Any sufficiently capable intelligent system will prefer to ensure its own continued existence and to acquire physical and computational resources – not for their own sake, but to succeed in its assigned task.
ELI5...
Why can’t we program hard stops into AI, where it is required to pause and ask for further instruction?
Why is “spontaneous emergence of consciousness and evil intent” not a risk?
Why can’t we program hard stops into AI, where it is required to pause and ask for further instruction?
If the AI is aware of the pauses, it can try to eliminate them (if the pauses are triggered by a circumstance X, it can find a clever way to technically avoid X), or to make itself receive the “instruction” it wants to receive (e.g. by threating or hypnotising a human, or by doing something that technically counts as human input).
The important aspect is that there are many different things the AI could try. (Maybe including those that can’t be “ELI5”. It is supposed to have superhuman intelligence.) Focusing on specific things is missing the point.
As a metaphor, imagine that a group of retarded people is trying to imprison MacGyver in a garden shed. Later MacGyver creates an explosive from his chewing gum, destroys a wall, and leaves. The moral of this story is not: “To imprison MacGyver reliably, you must take all the chewing gum from him.” The moral is: “If you are retarded, and your enemy is MacGyver, you almost certainly cannot imprison him in the garden shed.”
If you get this concept, then similar debates will feel like: “Let’s suppose we make really really sure he has no chewing gum. We will even check his shoes, although, realistically, no one keeps chewing gum in their shoes. But we will be extra careful, and will check his shoes anyway. What could possibly go wrong?”
Why can’t we program hard stops into AI, where it is required to pause and ask for further instruction?
Because instructions are words, and “ask for instructions” implies an ability to understand and a desire to follow. The desire to follow instructions according to their givers’ intentions is more-or-less a restatement of the Hard Problem of FAI itself: how do we formally specify a utility function that converges to our own in the limit of increasing optimization power and autonomy?
If you are worrying about the dangers of human level or greater AI, you are tacitly taking the problem of natural language interpretation to have been solved, so the above is an appeal to Mysterious Selective Stupidity.

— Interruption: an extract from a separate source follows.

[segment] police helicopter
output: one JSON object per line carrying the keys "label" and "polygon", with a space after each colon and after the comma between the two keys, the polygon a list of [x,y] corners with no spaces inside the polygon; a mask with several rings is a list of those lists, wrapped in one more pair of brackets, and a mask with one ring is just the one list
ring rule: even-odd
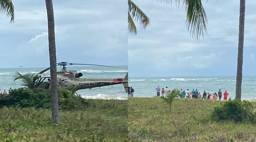
{"label": "police helicopter", "polygon": [[[76,71],[67,70],[66,67],[67,65],[89,65],[127,69],[119,67],[95,64],[70,63],[66,62],[59,63],[56,64],[56,65],[61,67],[61,71],[57,71],[57,79],[59,87],[70,91],[74,88],[76,88],[77,90],[87,88],[91,89],[92,88],[123,84],[125,92],[128,92],[128,72],[124,78],[123,78],[114,79],[81,78],[80,77],[83,76],[83,74],[81,73],[78,73]],[[48,68],[42,71],[38,74],[42,74],[50,69],[50,68]],[[40,75],[39,79],[40,82],[48,81],[48,86],[50,87],[50,75],[45,76],[43,77]]]}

you are tacitly taking the problem of natural language interpretation to have been solved
No, I am not. Just because an AGI can solve the natural-language interpretation problem does not mean the natural-language interpretation problem was solved separately from the AGI problem, in terms of narrow NLP models. In fact, more or less the entire point of AGI is to have a single piece of software to which we can feed any and all learning problems without having to figure out how to model them formally ourselves.
In responding to Brilliant, you were tacitly assuming that the AI has been given instructions in some higher level language that is subject to differing interpretations, and is not therefore just machine code, which US tacitly assuming it has already got .NL abilities.

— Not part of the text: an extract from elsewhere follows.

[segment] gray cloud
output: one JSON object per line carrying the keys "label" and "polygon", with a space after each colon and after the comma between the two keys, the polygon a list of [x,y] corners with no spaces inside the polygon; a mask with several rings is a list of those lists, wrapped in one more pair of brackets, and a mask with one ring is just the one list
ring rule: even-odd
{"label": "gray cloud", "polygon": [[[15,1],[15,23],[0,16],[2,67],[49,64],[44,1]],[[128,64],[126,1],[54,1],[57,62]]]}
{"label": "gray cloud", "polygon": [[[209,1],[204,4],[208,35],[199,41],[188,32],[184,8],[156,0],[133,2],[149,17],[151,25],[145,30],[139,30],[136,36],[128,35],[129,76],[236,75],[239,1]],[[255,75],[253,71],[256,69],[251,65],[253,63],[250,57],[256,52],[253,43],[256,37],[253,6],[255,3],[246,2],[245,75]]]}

Yes, it would probably need a motivation to interest such sentences correctly. But that us an easier problem to solve than coding un the whole of human value. An AI would need to understand human value in order to understand NL, but would not need to be preloaded with all human value, since discovering it would be a subsidiary goal of interpreting NL correctly.
And interpreting instructions correctly is a subgoal of getting things in general right. Building AIs that are epistemic rationalists could be a further simplification of the problem of AI safety. Epistemic rationality is difficult for humans because humans are evolutionary hacks whose goals are spreading their genes, achieving status, etc.It may be excessively anthropomorphic to assume human levels of deviousness in AIs.
In responding to Brilliant, you were tacitly assuming that the AI has been given instructions in some higher level language that is subject to differing interpretations, and is not therefore just machine code, which US tacitly assuming it has already got .NL abilities.
No, I’m insisting that no realistic AGI at all is a Magic Genie which can be instructed in high-level English. If it were, all I would have to say is, “Do what I mean!” and Bob’s your uncle. But since that cannot happen without solving Natural Language Processing as a separate problem before constructing an AGI, the AGI agent has a utility function coded as program code in a programming language—which makes desirable behavior quite improbable.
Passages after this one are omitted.